Modifier reference (single, and group with multiple) to be used in coded descriptions:
- ModifierRefWithData (Complex type, based on AbstractLocalRef by extension): Actual modification of a statement. Refers to a modifier of any type (frequency, certainty, spatial, temporal, etc.).
Modifier reference extended with Text element, used in natural language markup:
- ModifierMarkupRef (Complex type, based on ModifierRefWithData by extension): Actual modification of a statement for markup of natural language descriptions (with Text inside). Refers to a modifier of any type (frequency, certainty, spatial, temporal, etc.).
(Note on ModifierRef/ModifierRefMarkup: Although semantics for the lower/upper attributes are defined only for frequency and certainty modifiers, the schema allows are them in all statement modifications. Additional validation by other means than xml schema may be provided, and applications should use the lower/upper attributes only in modifiers of types than Certainty and Frequency. In other modifier types, the values may be discarded upon import. XML schema validation was attempted in SDD up to 1.0 beta 2, but this resulted in a complex system of multiple derived base types and was considered too complicated.
f) Statistical measures: The base semantics and labels are already available through UBIF. At concepts node further elaboration may occur: a) wording and value formatting b) definition of recommended measure sets.
- UnivarStatMeasureElaboration (Complex type, based on AbstractVocabularyBase by extension): A kind of local extension of the base definition of a statistical measure; used inside in concepts, adding, e. g., formatting information.
- ValueRangeWithClass (Complex type, based on ValueRange by extension): ValueRange extended with a specification for the kind of value (broad enumerated statistical concepts).
TERMINOLOGY END
TERMINOLOGY-BASED DATA
The following types are used in descriptions or identification key to code descriptive data by reference to characters, states, and modifiers defined in the Terminology.
3. --- Character references in coded descriptions: SummaryData
a) abstract and non-abstract derived types used in coded descriptions
Note: The non-abstract derived types are to be used in instance documents. The type names have been shortened to simplify instance documents, especially if an xsi:type would be used (Char xsi:type='CatSummaryData').
- AbstractCharSummaryData (Abstract Complex type, based on CharacterRef by extension): Abstract base type. Used in CodedDescription/CodedData/Char to make statements for a single character in a class or specimen.

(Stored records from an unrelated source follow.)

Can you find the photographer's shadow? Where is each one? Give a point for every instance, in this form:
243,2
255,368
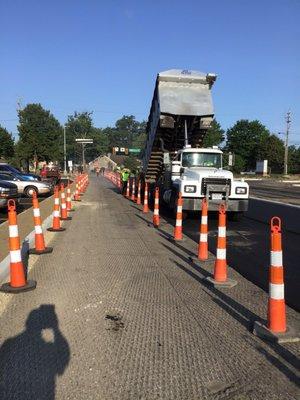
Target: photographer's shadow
30,361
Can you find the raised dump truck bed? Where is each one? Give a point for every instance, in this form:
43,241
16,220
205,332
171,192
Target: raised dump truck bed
180,97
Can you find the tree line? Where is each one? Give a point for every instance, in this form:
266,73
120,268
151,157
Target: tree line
41,139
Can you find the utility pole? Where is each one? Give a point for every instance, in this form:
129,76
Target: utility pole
65,152
286,147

- CatSummaryData (Complex type, based on AbstractCharSummaryData by extension): # Derived from AbstractCharSummaryData to be used for categorical (char. state) data in instance documents (non-abstract type)
- QuantSummaryData (Complex type, based on AbstractCharSummaryData by extension): # Derived from AbstractCharSummaryData to be used for numerical (statistical measures) data in instance documents (non-abstract type)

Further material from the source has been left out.